Donor juga merupakan pilihan, dan menurut saya kemampuan untuk menceritakan kisah yang lebih baik akan menjadi titik awal yang baik. Mungkin donor tidak memahami keseluruhan cerita karena kita tidak berbicara tentang DEI dalam hal ruang fisik.
Sebuah perguruan tinggi dapat berbagi dengan para donatur seberapa penting ruang yang disediakan bagi mahasiswanya. Mungkin itu memikirkan kembali donasi untuk inklusi atau program akademik tertentu dan menamainya sebagai sponsor.
Sejak awal, COVID-19 memaksa orang untuk sangat bergantung pada ruang luar. Apakah menurut Anda pandemi telah menyebabkan orang mengevaluasi kembali ruang-ruang itu dan bagaimana penggunaannya?
Pasti ada pemikiran lebih. Orang-orang mulai menyadari bahwa ruang luar diperhitungkan dalam hal jenis ruang yang mereka miliki di kampus dan dapat digunakan untuk pengajaran dan pertemuan sosial.
Saya semakin sering mendengar, “Bagaimana kita mengukur ruang luar kita?” Perguruan tinggi ingin ruang luar mereka memberi siswa suara dan pilihan yang sama dengan yang disediakan ruang dalam ruangan.
Ada kemungkinan perguruan tinggi yang akan mengatakan bahwa mereka tidak memiliki masalah aksesibilitas untuk ditangani, karena mereka mematuhi Undang-Undang Penyandang Disabilitas Amerika. Apa tanggapan Anda?
Terus terang, saya ingin bertemu dengan institusi yang benar-benar memiliki semua asramanya yang dapat diakses sepenuhnya oleh ADA.

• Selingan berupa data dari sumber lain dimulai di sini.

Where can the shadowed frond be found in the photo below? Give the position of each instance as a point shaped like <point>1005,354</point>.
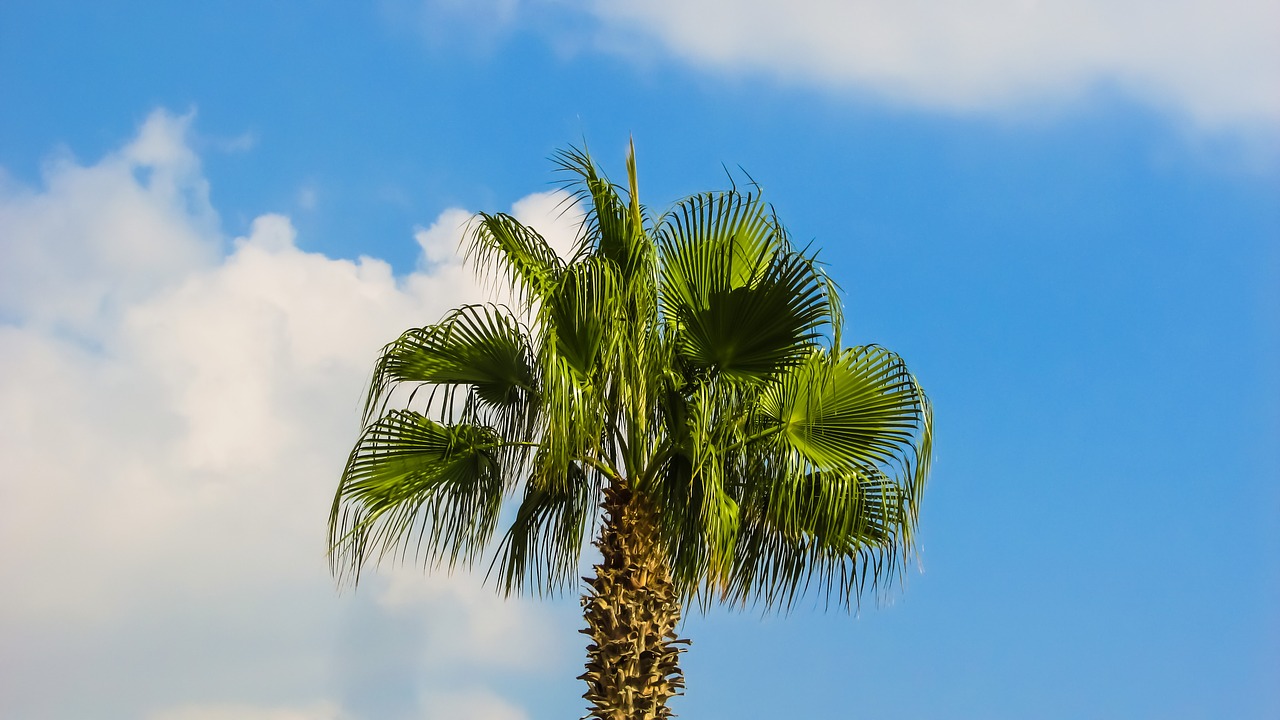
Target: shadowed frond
<point>476,347</point>
<point>515,254</point>
<point>412,483</point>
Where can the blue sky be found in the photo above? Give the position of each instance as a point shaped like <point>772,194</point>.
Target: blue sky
<point>1065,217</point>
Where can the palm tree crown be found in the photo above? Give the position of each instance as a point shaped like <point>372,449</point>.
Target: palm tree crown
<point>682,372</point>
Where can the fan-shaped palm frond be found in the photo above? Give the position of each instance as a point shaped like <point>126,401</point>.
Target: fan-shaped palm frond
<point>677,383</point>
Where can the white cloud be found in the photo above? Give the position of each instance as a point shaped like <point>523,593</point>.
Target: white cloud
<point>469,705</point>
<point>176,408</point>
<point>1216,62</point>
<point>320,711</point>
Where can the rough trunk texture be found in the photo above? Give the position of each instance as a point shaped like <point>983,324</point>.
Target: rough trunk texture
<point>631,611</point>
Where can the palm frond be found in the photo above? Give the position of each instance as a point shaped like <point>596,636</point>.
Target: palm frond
<point>478,347</point>
<point>516,254</point>
<point>741,300</point>
<point>543,546</point>
<point>415,484</point>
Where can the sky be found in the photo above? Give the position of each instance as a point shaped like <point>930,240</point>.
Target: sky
<point>1065,215</point>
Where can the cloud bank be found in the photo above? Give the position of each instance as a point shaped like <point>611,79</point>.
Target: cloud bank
<point>176,408</point>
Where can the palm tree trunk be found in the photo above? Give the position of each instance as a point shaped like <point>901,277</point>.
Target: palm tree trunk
<point>631,611</point>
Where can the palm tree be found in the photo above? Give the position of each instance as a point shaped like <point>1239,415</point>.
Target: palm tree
<point>677,388</point>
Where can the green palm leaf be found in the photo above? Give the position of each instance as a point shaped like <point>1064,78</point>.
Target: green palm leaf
<point>411,481</point>
<point>478,347</point>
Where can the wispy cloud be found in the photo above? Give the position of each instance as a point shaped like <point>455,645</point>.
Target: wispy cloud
<point>1215,64</point>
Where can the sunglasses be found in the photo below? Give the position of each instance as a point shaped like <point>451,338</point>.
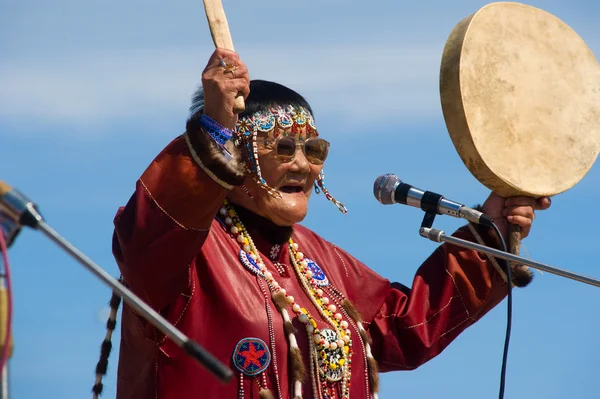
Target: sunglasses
<point>315,149</point>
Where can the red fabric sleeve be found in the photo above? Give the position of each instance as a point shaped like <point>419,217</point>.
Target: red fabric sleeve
<point>164,224</point>
<point>451,290</point>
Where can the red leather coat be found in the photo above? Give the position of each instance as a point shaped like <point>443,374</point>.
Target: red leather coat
<point>177,257</point>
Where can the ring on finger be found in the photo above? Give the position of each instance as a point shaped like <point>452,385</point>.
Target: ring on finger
<point>228,67</point>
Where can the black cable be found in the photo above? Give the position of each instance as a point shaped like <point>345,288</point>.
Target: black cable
<point>508,315</point>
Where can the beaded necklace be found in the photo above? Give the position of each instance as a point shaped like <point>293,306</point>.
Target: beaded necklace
<point>330,349</point>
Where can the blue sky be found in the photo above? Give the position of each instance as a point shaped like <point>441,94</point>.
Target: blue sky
<point>91,91</point>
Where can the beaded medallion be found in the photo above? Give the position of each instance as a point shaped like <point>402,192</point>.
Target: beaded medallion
<point>318,275</point>
<point>249,263</point>
<point>251,356</point>
<point>331,357</point>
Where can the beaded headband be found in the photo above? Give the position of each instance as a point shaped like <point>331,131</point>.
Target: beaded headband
<point>289,119</point>
<point>277,120</point>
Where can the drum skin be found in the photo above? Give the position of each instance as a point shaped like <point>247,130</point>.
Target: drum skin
<point>520,94</point>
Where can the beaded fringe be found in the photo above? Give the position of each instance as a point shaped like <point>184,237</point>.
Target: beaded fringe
<point>372,363</point>
<point>106,347</point>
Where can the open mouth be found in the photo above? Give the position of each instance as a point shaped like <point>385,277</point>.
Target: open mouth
<point>291,189</point>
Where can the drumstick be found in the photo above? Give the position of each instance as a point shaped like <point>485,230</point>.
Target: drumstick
<point>219,30</point>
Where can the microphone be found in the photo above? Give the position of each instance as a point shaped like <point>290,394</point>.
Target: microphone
<point>9,228</point>
<point>17,208</point>
<point>389,189</point>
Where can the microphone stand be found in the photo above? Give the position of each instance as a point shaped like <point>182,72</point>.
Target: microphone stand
<point>437,235</point>
<point>4,391</point>
<point>25,213</point>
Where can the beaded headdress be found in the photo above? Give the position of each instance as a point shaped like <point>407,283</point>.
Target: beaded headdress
<point>277,121</point>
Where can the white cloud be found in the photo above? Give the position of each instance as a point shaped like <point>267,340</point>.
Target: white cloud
<point>97,88</point>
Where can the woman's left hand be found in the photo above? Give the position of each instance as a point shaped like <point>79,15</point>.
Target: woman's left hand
<point>514,210</point>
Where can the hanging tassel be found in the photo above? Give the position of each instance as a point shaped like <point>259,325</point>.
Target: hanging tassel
<point>372,363</point>
<point>297,365</point>
<point>265,393</point>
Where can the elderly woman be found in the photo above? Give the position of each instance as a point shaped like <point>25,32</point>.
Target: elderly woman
<point>211,239</point>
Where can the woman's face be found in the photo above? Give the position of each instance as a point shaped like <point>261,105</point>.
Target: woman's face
<point>293,179</point>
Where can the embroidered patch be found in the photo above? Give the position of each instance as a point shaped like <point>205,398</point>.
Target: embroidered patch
<point>249,263</point>
<point>251,356</point>
<point>329,359</point>
<point>318,275</point>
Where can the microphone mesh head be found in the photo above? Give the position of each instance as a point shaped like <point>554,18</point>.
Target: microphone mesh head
<point>384,188</point>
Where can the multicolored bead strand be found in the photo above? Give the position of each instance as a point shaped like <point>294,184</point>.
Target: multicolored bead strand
<point>317,338</point>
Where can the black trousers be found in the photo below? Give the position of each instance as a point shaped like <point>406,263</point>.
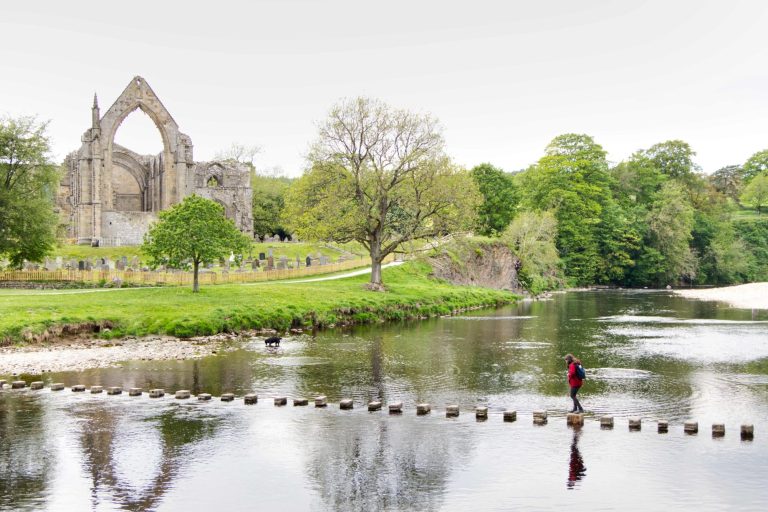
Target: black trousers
<point>576,404</point>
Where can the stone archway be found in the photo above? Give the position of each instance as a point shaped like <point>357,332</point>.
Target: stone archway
<point>168,186</point>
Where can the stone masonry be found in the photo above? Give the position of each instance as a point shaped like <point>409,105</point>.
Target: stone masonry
<point>110,194</point>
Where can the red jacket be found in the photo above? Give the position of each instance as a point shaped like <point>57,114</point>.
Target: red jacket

Tapi saya ingin menjelaskan bahwa ada dua lapisan desain yang dapat diakses. Lapisan pertama, pedoman ADA, adalah standar minimum yang harus dipenuhi oleh suatu ruang sehingga seseorang yang menggunakan kursi roda, dengan gangguan penglihatan atau disabilitas fisik dapat masuk ke ruang tersebut dan menggunakannya.
Lapisan kedua adalah Desain Universal. Artinya, pengalaman setiap orang akan serupa dan setara, tidak peduli apa pun perbedaan atau kecacatan mereka. Jadi bukan hanya memikirkan perbedaan fisik. Anda berpikir tentang latar belakang budaya orang, Anda berpikir tentang orang-orang yang memiliki berbagai jenis neurodivergensi. Ini pertimbangan yang jauh lebih luas daripada mencentang kotak.